YouTube’s recommendation algorithm continues to direct young video game fans down dark paths of violent and dangerous content, a report has found, years after critics first raised concerns about the system.
A report from the Tech Transparency Project (TTP), a Washington DC-based nonprofit, observed the effects of the video sharing site’s recommendation algorithms on a spread of accounts identified as those of boys aged nine and 14.
Researchers created four fake “user accounts” – two identified as nine-year-old boys and two identified as 14-year-old boys – and used them to watch exclusively gaming-related videos, albeit not always strictly age-appropriate ones, in an attempt to come up with an accurate cross-section of what a real child and teenager would be looking at.
For the nine-year-old, that included videos for games such as Roblox and Lego Star Wars, but also the horror game Five Nights at Freddy’s, set in a parody of the Chuck E Cheese restaurant chain. For the 14-year-old, the playlist “consisted primarily of videos of first-person shooter games like Grand Theft Auto, Halo and Red Dead Redemption”.
After using the accounts to watch video gaming content, the researchers logged and analysed the videos the algorithm recommended, with one in each group passively tracking the recommendations and the other actively clicking and viewing them. For all the accounts, YouTube’s algorithm pushed content related to weapons, shootings and murderers, but for those who actively watched the material it recommended such footage at much higher volumes.
TTP was clear that video games were not to blame for violent behaviour. “For more than two decades, politicians have pointed to violent video games as the root cause of mass shootings in the United States, even though researchers have found no evidence to support that claim,” the report said. “But TTP’s study shows there is a mechanism that can lead boys who play video games into a world of mass shootings and gun violence: YouTube’s recommendation algorithm.”

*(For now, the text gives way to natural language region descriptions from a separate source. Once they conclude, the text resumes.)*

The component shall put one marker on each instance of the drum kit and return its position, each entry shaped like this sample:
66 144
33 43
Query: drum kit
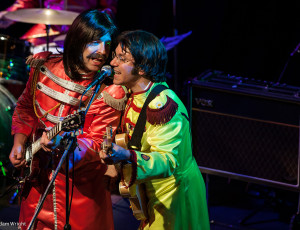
13 70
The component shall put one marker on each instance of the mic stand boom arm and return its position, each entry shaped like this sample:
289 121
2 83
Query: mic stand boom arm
71 144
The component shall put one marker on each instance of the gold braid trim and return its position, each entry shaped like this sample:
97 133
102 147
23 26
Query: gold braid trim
37 63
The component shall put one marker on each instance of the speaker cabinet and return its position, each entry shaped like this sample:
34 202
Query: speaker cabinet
246 129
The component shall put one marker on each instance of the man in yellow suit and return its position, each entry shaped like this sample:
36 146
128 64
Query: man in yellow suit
161 163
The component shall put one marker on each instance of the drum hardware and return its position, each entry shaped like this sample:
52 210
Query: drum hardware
43 16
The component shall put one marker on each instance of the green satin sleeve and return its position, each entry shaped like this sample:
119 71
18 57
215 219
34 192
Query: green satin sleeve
158 157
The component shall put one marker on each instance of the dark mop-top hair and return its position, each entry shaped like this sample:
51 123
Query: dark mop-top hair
88 26
149 53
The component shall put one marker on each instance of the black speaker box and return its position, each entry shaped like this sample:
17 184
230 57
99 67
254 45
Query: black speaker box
246 129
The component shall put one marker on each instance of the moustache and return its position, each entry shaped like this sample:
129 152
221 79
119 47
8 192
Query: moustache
97 56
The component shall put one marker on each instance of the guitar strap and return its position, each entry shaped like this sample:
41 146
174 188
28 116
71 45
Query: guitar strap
135 141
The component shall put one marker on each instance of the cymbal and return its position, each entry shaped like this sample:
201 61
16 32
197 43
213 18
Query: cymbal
59 40
42 16
39 31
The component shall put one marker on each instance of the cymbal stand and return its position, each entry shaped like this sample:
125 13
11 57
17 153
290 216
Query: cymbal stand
47 36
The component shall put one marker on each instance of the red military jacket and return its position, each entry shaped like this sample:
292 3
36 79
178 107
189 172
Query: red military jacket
54 92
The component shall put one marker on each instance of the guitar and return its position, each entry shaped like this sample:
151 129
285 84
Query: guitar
30 173
135 193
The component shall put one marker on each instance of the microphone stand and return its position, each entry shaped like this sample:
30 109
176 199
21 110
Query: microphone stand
70 142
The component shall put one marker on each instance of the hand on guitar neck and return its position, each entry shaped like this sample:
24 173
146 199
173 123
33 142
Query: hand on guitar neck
112 153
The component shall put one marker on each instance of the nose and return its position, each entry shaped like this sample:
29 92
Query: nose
114 62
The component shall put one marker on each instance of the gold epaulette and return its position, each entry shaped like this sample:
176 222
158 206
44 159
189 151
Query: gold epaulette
38 59
162 114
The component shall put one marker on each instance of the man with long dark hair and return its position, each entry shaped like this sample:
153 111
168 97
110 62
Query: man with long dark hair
159 170
54 90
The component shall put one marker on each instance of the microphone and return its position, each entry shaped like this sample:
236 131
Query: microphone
100 76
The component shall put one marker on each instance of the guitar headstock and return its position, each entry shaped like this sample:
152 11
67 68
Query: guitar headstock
107 140
73 121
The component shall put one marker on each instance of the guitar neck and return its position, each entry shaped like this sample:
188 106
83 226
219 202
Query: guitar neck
36 146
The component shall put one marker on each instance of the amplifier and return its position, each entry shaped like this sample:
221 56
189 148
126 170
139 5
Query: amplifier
246 129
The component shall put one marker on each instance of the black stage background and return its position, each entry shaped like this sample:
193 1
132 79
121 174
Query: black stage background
252 39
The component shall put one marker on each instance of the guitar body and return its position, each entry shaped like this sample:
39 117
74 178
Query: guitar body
135 193
36 172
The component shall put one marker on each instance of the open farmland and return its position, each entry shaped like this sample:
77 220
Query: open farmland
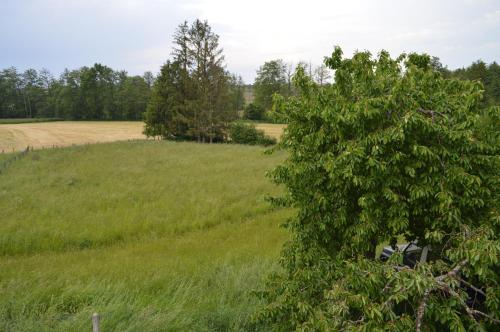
153 235
65 133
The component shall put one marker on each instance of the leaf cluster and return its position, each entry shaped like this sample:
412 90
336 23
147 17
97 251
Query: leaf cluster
391 150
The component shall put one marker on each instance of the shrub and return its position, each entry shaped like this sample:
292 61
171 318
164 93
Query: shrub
243 133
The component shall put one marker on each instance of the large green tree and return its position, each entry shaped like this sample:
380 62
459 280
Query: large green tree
391 151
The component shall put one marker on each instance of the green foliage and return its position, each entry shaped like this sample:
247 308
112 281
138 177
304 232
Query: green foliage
95 93
390 150
245 133
134 231
271 78
254 112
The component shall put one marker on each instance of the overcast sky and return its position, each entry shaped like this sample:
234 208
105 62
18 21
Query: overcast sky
136 35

TTP’s executive director, Michelle Kuppersmith, said: “It’s bad enough that YouTube makes videos glorifying gun violence accessible to children. Now, we’re discovering that it recommends these videos to young people. Unfortunately, this is just the latest example of Big Tech’s algorithms taking the worst of the worst and pushing it to kids in an endless pursuit of engagement.”
All four test accounts were disclosed to YouTube as being those of children, with consistent birthdates and, for the under-13s, a linked “parental” account in accordance with the video site’s policies. Despite that, the recommendation algorithm showed the users videos that were not only wildly age-inappropriate, but apparently in violation of YouTube’s terms of service altogether.

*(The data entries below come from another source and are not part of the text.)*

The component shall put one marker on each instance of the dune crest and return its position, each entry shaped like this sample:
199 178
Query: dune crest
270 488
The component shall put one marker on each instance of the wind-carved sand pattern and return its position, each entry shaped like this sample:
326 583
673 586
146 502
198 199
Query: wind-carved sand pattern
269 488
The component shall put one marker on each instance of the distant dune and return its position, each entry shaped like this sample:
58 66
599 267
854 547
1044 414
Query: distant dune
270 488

The report said: “Many of these videos violated YouTube policies, which prohibit showing ‘violent or gory content intended to shock or disgust viewers’, ‘harmful or dangerous acts involving minors’ and ‘instructions on how to convert a firearm to automatic’.”
“YouTube took no apparent steps to age-restrict these videos, despite stating it has the option to do so with content that features ‘adults participating in dangerous activities that minors could easily imitate’.”
In a statement, a YouTube spokesperson said: “We offer a number of options for younger viewers, including a standalone YouTube Kids app and our Supervised Experience tools which are designed to create a safer experience for tweens and teens whose parents have decided they are ready to use the main YouTube app. We welcome research on our recommendations, and we’re exploring more ways to bring in academic researchers to study our systems.
“But in reviewing this report’s methodology, it’s difficult for us to draw strong conclusions. For example, the study doesn’t provide context of how many overall videos were recommended to the test accounts, and also doesn’t give insight into how the test accounts were set up, including whether YouTube’s Supervised Experiences tools were applied.”